L’aggressione, la denuncia, la sentenza. Babilonia intervista Pasquale Quaranta, “tenace militante del movimento omosessuale italiano”.

di , Babilonia, giugno 2006, p. 40

Pasquale Quaranta è uno dei più tenaci e validi militanti del movimento omosessuale italiano, autore del successo del Salerno Pride. L’ho conosciuto e ho avuto modo di apprezzare non solamente la dolcezza di un uomo del sud, ma anche la sua determinazione a dare valore e costruzione a tutte le nostre battaglie. Molti ricorderanno il caso che lo coinvolse in prima persona in una delle puntate del programma di Italia Uno Lucignolo. Manigoldi infettati di omofobia aggredirono lui e un altro ragazzo. Ora la sentenza!

Pasquale, puoi ricordare ai nostri lettori cosa ti è successo?
La sera del 16 maggio 200 passeggiavo in piazza, tenendo per mano un amico, a Battipaglia, provincia di Salerno, la città in cui vivo. Volevamo dimostrare, con una telecamera nascosta, come è difficile essere sé stessi qui al sud. Ci aspettavamo di dimostrarlo in base alle risatine di scherno, ai commenti a denti stretti o sussurrati, che pensavamo avrebbero accompagnato la nostra passeggiata. Neppure noi, nel nostro “pessimismo”, ci saremmo aspettati quelle che in napoletano si chiamano “le mazzate”. Siamo stati prima insultati e poi aggrediti da una banda di teppisti. Il filmato del pestaggio è stato registrato da una troupe di Lucignolo e grazie alle immagini siamo risaliti a uno dei sei-sette aggressori.

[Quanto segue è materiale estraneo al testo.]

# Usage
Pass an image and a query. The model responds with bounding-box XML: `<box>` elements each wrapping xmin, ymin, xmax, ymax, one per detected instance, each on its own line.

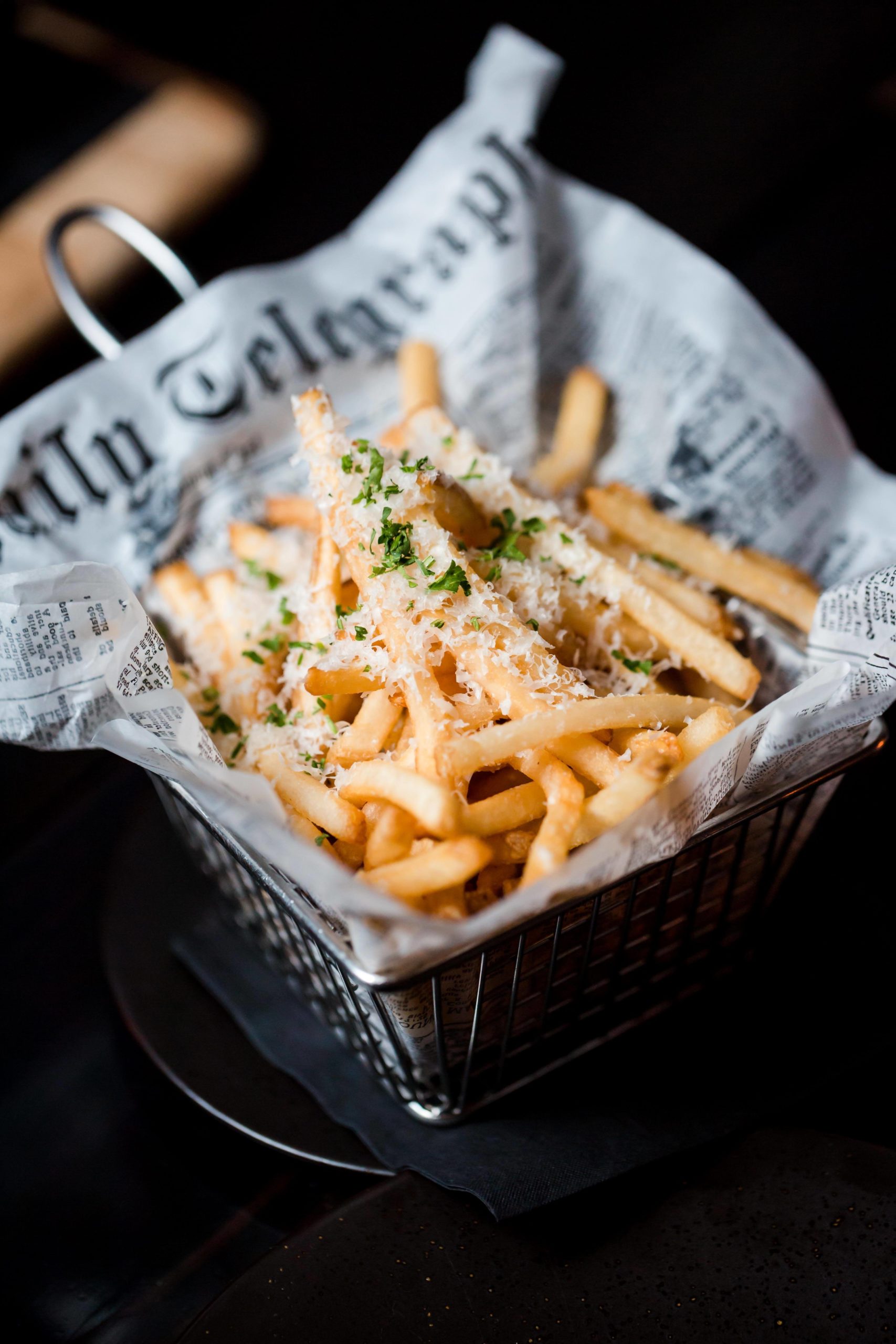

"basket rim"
<box><xmin>152</xmin><ymin>718</ymin><xmax>889</xmax><ymax>992</ymax></box>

Sono ancora frequenti, secondo la tua esperienza anche di militante gay, le aggressioni verbali e materiali verso le persone gay nel comprensorio dove vivi?
Sì, ma generalmente le aggressioni e le violenze fisiche non avvengono sotto le telecamere e non hanno testimoni. Quindi chi denuncia, alla fin fine, denuncia ignoti e la sua parola è anche messa in dubbio: questo è detestabile. Io sono stato, per così dire… “fortunato”, perché uno dei miei ignoti aggressori è stato identificato. E sono stato in grado, successivamente, di riconoscerlo.

Al tuo aggressore minorenne è stato concesso il perdono giudiziale, nonostante i dubbi degli stessi giudici circa il comportamento dello stesso e le testimonianze a sua discolpa. Ritieni che sia una sentenza equa quella del perdono?
Ormai non è importante quello che è accaduto a valle della mia denuncia, la cosa fondamentale è che l’ho fatta. Mi sento frustrato e insoddisfatto della sentenza, è comprensibilie… ma sarebbe stato ben più drammatico se avessi gettato la spugna fin dall’inizio.

Chiedo personalmente ai nostri lettori di essere solidali con te. Almeno solidali. Ma cosa insegna a noi il tuo caso?
Penso che la mia esperienza abbia un valore che non va molto al di là di me stesso. Cambia il mio modo di vedere la realtà, ho capito un risvolto del mondo che mi mancava, sono avanzato di un altro piccolo passo verso il chiarimento del mio rapporto con la società, lasciando alle spalle quelli che mi hanno malmenato e coloro che hanno avallato la loro violenza.

Spesso sono i giovani, anche minorenni, a non avere la cultura dell’accettazione ma quella del disprezzo. Perché avviene questo e come combattere questa stortura?
In ogni ragazzo e in ogni uomo c’è il seme dell’errore, dell’indifferenza, del disprezzo. Ma c’è anche una luce lontana che brilla dentro i suoi occhi. Se guardiamo bene nel nostro passato, scorgiamo più azioni egoistiche e irragionevoli, che gesti di affetto e di fratellanza. Se ricordiamo il passato con attenzione, possiamo scorgere milioni di persone uccise o imprigionate a vita per essere anelli deboli di un sistema che procede ignorando il significato del dolore.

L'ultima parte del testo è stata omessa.